It’s important that we recognize the historical and contemporary contributions of African Americans in the construction trades industry, one of the most important sectors of any functioning society. This contribution extends to many of the country’s most celebrated architectural achievements, including the US Capitol Building and the White House. In fact, according to historian Bob Arnebeck, over 200 Black enslaved individuals worked on building both the White House and the Capitol (via White House History), a fact that is often ignored when discussing the building of our nation’s infrastructure.

Of course, the contributions of African Americans to the construction industry extend far beyond the work that was forced upon them as slaves. Many other important  buildings and landmarks were designed and constructed by Black Americans, along with numerous inventions and innovations that are now considered staples in the sector. 
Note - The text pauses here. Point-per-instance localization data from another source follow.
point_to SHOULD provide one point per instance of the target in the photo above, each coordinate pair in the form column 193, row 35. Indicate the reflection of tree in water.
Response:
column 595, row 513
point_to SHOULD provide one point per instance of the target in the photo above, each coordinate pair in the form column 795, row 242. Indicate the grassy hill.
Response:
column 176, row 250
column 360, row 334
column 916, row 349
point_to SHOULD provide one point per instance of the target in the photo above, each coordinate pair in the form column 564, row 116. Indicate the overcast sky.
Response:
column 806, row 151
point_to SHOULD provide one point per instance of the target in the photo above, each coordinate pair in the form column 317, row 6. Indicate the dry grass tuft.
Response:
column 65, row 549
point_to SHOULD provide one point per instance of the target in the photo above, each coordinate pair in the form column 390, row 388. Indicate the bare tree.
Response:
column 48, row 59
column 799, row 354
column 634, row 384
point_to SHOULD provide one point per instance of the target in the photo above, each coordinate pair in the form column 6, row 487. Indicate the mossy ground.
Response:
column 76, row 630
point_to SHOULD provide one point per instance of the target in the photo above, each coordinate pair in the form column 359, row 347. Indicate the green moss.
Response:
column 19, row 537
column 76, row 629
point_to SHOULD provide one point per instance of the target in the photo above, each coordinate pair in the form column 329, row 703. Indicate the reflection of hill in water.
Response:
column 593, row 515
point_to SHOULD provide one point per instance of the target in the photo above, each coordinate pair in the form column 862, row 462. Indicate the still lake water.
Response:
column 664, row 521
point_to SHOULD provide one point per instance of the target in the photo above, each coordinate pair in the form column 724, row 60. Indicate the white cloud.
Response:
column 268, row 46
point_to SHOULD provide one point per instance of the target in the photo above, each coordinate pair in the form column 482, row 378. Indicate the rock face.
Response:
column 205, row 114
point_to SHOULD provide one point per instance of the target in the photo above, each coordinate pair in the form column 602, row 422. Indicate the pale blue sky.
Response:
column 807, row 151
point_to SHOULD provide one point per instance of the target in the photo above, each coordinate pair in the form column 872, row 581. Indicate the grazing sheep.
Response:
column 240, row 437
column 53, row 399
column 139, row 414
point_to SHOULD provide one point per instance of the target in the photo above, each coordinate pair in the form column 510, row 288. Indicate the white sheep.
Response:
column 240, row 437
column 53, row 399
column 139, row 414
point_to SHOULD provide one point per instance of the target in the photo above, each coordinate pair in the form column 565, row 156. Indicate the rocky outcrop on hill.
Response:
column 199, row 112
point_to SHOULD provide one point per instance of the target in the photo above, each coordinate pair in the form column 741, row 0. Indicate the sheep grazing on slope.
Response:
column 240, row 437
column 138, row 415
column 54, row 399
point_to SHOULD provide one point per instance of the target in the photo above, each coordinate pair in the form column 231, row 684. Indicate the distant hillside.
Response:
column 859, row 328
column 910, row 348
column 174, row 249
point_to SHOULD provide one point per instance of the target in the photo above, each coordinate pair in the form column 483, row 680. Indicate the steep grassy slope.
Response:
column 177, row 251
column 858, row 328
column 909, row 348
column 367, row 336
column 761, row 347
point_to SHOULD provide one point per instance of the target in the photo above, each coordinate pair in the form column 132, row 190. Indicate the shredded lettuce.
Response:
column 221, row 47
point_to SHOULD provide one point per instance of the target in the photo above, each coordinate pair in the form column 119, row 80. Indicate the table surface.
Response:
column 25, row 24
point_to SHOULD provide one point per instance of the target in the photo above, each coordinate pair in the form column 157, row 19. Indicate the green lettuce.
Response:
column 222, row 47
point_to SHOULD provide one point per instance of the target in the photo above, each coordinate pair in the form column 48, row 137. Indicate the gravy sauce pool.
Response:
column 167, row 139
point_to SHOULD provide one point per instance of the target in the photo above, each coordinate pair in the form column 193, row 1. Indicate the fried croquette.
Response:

To celebrate these achievements, let’s take a look at some of the most prominent African American innovators throughout the nation’s history:

  • Shortly after the abolition of slavery, businessman Alexander Miles innovated an electric mechanism to vastly improve elevator door safety

  • In 1919, inventor Alice Parker designed the revolutionary gas furnace, later being rewarded for her efforts by the National Society of Black Physicists. 

  • Famous inventor Frederick Jones came up with a mobile refrigeration unit for trucks.

African Americans have also made an enormous impact in how the construction trades are taught to new generations. 

  • Robert Robinson Taylor broke barriers by becoming the first Black student to be accepted into MIT in 1888, eventually helping to establish the Tuskegee Institute in Alabama with Booker T. Washington. 

Significant strides have also been made specifically for the inclusion of Black women in the construction trades. 

  • In 1942, Beverly Lorraine Greene became  the first African-American female licensed as an architect in the United States.  

  • In 1987, Adrienne Bennett became the first Black woman to receive a master plumber license in the US. Bennett is now the CEO of Benkari Mechanical LLC.

While we celebrate the amazing achievements of Black Americans in other fields, including business, media, and sports, it’s also important to recognize the significant contributions of African Americans to the construction sector, a story that too often goes untold.